I see this mainly as evidence of the cultic nature of the contemporary GOP and the tight hold of the Big Lie. Democrats are big supporters of early voting. But I don’t know anyone who has strong feelings about which option individuals use. Does anyone you know give you a funny look if you vote on Election Day? I doubt it.
The more operational question is whether this will affect the results of actual elections. It’s not like zero Trump Republicans vote early. A few do. Just not many. So presumably those who would struggle to vote in person do use this option. But it does at least open up some vulnerability. It’s just easier to vote on your own schedule and for many by mail. It’s also less risky. If your whole team is voting on Election Day you have extra exposure to the random chance of bad weather and other unpredictable events. I doubt this will be a big issue going forward. But it’s not nothing.

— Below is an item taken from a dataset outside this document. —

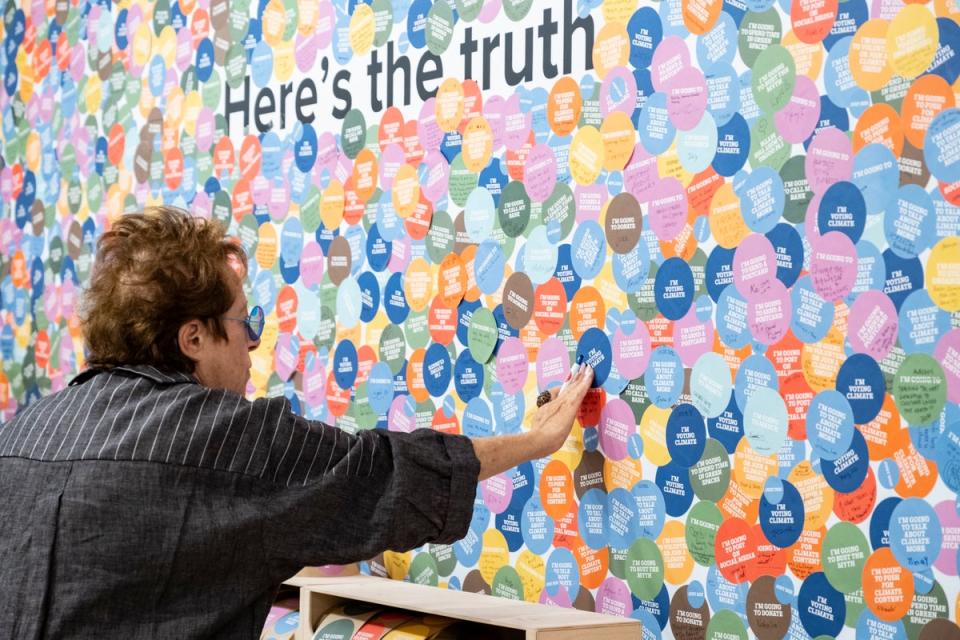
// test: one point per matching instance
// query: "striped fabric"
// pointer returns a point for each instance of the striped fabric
(134, 454)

One counter-advantage Republicans have is that they tend to vote in areas with less long lines. Election Day voting is a challenge for Democratic campaigns because people have to wait in long lines. You want to bank as much of the vote as possible before Election Day to avoid that pressure on Election Day, avoid people bailing because they’re waiting for hours. That way there’s fewer numbers of people you have to get to the polls on that one day.

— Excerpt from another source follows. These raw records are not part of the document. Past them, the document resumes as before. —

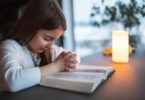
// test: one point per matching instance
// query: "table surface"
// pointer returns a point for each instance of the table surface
(126, 83)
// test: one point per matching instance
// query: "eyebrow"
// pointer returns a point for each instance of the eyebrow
(50, 37)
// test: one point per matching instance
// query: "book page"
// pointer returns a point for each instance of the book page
(96, 69)
(78, 76)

Republicans have some of this problem too. But they tend to be in suburban and rural areas where lines just aren’t as long. Some of that is the result of election practices targeting Democratic and non-white voters. Some of it is underfunding, which can be a passive form of targeting. But some of it is just inherent to Democratic voters being so concentrated in cities.
The other irony is that Mastriano — Big Lie promoter and Jan 6th organizer — now has the exact result that Big Lie jokers use to discredit Biden’s victory. He was losing and then “suddenly” mid-evening he pulled ahead. Clearly fraud. Or just different kinds of voting being favored by different groups. Presumably his supporters won’t have an issue with this.